Does nitrate intake enhance exercise performance?

Dozens of studies have clearly demonstrated that 300-500 mg nitrate intake 2-3h before exercise can be ergogenic in a wide variety of exercise performances (for reviews see Jones, 2014 and Sedefeld et al., 2020). But the effect size (~3% on average) depends on a number of factors:

  • Exercise type: effects are most obvious during short (< 30 min) high-intensity endurance exercise events, and during high-intensity intermittent exercises involving short sprints interspersed by sub-maximal exercise bouts, which is inherent to most  team sports. One study also nicely demonstrated that 7 days of nitrate intake at a rate of ~800 mg per day enhanced sprint power output during a 2*40 min intermittent sprint protocol . Interestingly, the nitrate supplementation also improved reaction times at the end of the event (Thompson et al., 2015).
  • Training status: the higher the training status, the smaller the effect of nitrate intake on performance. In elite endurance athletes the effect is marginal, at best. Nonetheless, in this specific population success largely depends on marginal gains, of course.
  • Dosage: under most conditions a single ~6mg per kg dose (= 300-500 mg depending on body weight) 2-3h before exercise is adequate to yield an optimal effect. Smaller dose results in less benefit. There is some evidence to indicate that adding a ~1 week loading phase (5-10 mg per kg body weight per day) prior to the acute intake may enhance the effects.
  • Environment: the ergo-genic effects of nitrate intake similarly appear both at sea level and at altitude. Thus, performance drop due to hypoxia at altitude may be partly counteracted by nitrate intake.

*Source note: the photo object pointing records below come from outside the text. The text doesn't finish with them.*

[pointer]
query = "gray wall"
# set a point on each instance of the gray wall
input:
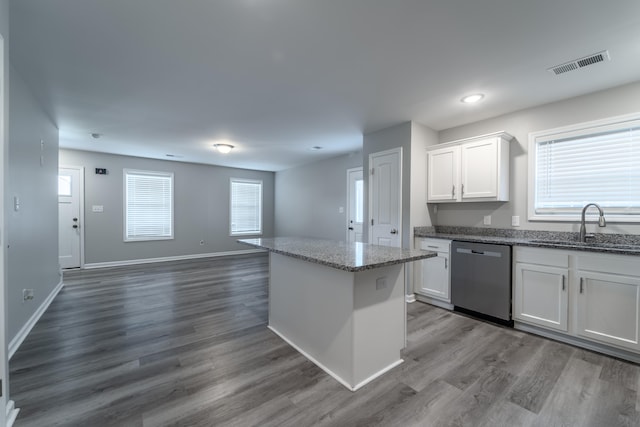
(201, 207)
(308, 198)
(32, 231)
(599, 105)
(4, 119)
(414, 138)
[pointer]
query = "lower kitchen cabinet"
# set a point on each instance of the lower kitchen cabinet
(609, 308)
(540, 295)
(581, 294)
(433, 278)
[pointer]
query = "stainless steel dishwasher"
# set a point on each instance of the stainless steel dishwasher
(481, 280)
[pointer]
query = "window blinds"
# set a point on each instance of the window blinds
(602, 167)
(246, 207)
(148, 205)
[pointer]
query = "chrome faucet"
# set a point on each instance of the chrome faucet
(583, 229)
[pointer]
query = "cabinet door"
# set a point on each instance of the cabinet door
(608, 308)
(443, 174)
(541, 295)
(435, 277)
(480, 169)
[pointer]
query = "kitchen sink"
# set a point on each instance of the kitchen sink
(573, 243)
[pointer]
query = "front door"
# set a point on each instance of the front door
(385, 198)
(69, 224)
(355, 204)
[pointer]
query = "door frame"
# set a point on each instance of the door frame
(80, 170)
(397, 150)
(348, 215)
(6, 405)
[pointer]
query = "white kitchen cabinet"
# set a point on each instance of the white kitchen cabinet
(540, 287)
(541, 296)
(469, 170)
(587, 295)
(434, 279)
(443, 182)
(608, 300)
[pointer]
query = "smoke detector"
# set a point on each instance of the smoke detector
(580, 63)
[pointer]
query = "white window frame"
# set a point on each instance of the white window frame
(247, 181)
(170, 175)
(585, 128)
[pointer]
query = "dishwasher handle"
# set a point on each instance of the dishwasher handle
(481, 253)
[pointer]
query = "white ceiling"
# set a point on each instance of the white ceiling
(277, 77)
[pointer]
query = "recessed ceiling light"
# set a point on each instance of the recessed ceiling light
(223, 148)
(471, 99)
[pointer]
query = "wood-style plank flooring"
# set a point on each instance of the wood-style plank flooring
(185, 344)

Are nitrate supplements safe?

Research findings published since 2007 clearly demonstrate that nitrate intake according to the ongoing dosage recommendations (see above) is safe. However, given the absence of long-term observations, caution is warranted. From this perspective we recommend to limit the use of nitrate supplements to peaking to important top performances. It is also important to mention that the flow of research addressing the effects of nitrate intake in exercise and training, also has triggered research to explore potential clinical applications. Recent studies indicate that increasing dietary nitrate intake may benefit some metabolic and cardiovascular diseases (McDonagh et al, 2018; Alsulayyim et al, 2021; Shannon et al, 2021). Clearly, the stigma on dietary nitrate is slowly shifting from a ‘redundant and harmful food ingredient’, to potentially interesting in the context of health maintenance. To be continued.

Take home message

  • Nitrate is a natural ingredient of our daily diet. Green leafy vegetables and beet vegetables are the primary source of dietary nitrate.
  • Mouth bacteria readily convert nitrate (N03) to nitrite (NO2), which is a direct precursor of nitric oxide (NO). NO drives a wide spectrum of critical processes in the human body, including stimulation of energy production and force development in active muscles during exercise.
  • The intake of a nitrate supplement in the form of a concentrated vegetable juice, like nitrate-rich beetroot juice (300-500 mg dose), can benefit high-intensity endurance exercise as well as high-intensity intermittent exercise involving short sprints interspersed by short active recovery episodes.
  • Nitrate intake according to the ongoing recommendations is safe.